16S rRNA-based genomic analyses have revolutionized our understanding of infectious diseases. Many cases which were recognized as "idiopathic" are now known to have an infectious etiology. Here, we present a proof-of-concept study to examine the microbial link between intra-amniotic infection (IAI) and early-onset neonatal sepsis (EONS).

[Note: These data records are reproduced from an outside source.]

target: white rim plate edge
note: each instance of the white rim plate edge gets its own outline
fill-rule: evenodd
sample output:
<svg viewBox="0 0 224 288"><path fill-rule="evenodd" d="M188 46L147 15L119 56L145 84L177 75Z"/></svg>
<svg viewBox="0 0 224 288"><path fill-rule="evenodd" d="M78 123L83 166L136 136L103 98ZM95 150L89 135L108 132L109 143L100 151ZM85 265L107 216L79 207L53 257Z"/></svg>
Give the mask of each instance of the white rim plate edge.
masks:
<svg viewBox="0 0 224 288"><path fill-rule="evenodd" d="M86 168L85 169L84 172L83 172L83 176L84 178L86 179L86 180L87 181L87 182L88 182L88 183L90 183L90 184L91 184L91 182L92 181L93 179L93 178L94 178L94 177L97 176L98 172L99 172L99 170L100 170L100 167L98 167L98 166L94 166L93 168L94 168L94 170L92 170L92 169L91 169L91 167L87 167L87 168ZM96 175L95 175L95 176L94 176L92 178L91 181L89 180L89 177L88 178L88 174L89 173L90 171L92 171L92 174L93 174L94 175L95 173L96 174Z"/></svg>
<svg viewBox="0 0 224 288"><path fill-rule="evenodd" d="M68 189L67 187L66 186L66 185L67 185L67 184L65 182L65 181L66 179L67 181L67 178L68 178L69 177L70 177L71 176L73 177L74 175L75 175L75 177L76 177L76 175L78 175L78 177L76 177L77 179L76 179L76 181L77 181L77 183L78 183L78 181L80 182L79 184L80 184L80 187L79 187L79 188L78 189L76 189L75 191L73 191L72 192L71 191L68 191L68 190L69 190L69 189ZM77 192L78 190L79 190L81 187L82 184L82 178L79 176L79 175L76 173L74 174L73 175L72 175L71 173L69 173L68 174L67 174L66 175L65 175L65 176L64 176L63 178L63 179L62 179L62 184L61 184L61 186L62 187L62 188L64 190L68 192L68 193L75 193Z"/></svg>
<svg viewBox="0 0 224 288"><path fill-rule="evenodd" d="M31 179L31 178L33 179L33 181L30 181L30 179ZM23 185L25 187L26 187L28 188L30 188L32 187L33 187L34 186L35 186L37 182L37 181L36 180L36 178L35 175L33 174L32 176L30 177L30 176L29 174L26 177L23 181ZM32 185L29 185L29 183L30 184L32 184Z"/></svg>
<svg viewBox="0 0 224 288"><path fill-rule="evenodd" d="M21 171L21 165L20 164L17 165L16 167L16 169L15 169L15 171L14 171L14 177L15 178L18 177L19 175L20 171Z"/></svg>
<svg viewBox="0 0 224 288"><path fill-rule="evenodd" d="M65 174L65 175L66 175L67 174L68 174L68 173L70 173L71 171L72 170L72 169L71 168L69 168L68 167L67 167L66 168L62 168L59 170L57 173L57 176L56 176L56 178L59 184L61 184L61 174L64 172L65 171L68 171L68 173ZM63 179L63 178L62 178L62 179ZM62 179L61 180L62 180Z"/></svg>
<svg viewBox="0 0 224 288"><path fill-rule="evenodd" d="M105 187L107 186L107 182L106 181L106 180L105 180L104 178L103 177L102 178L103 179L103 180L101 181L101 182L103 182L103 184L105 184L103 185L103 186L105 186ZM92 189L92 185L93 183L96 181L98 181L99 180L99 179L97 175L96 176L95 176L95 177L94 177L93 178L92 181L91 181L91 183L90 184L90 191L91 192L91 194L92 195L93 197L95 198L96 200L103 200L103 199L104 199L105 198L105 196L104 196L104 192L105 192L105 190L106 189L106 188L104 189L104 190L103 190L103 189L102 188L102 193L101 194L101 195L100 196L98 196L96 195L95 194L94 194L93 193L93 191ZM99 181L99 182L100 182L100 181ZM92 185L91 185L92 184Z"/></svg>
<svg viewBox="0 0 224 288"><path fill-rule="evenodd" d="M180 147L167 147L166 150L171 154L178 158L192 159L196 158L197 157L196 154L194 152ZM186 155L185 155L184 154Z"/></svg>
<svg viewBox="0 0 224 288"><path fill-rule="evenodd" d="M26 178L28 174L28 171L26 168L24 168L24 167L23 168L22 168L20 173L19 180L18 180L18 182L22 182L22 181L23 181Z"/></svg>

Using culture independent methods, we analyzed paired amniotic fluid (AF) and cord blood (CB) samples from 36 singleton pregnancies complicated by preterm birth (PTB), IAI, and/or EONS. PTB cases were grouped as 1) Group 1- neonatal blood culture-positive EONS (n=6). 2) Group 2- neonatal blood culture-negative presumed EONS with positive IAI (n=16). 3) Group 3- neonatal blood culture-negative presumed EONS with no IAI (n=7); 4) Group 4- no EONS or IAI (n=7). In addition, samples from term healthy deliveries (n=8) served as technical controls. A total of 31 species (15 non-redundant) were identified in AF, of which only 1/3 were cultivated. Significantly fewer microorganisms were detected in CB, with a total of 18 species (7 non-redundant) identified, of which only 2 (Escherichia coli, Streptococcus agalactiae) were cultivated. Of those, Bergeyella, Fusobacterium nucleatum, and Sneathia sanguinegens had not been detected in EONS before. The novel species identified in AF by PCR include Peptoniphilus harei and Lachnospiraceae sp. The majority (72%) of CB species were also detected in the matching AF, with E. coli and F. nucleatum as the most prevalent. The 16S rRNA sequences of paired AF and CB were 99.9-100% identical, while no identical sequences were found between different pregnancies.


Previously unrecognized, uncultivated or difficult-to-cultivate species are implicated in EONS. Microbial species in paired AF and CB likely share the same infectious origin. Given its prevalence in EONS, F. nucleatum should be placed on the same importance scale as E. coli.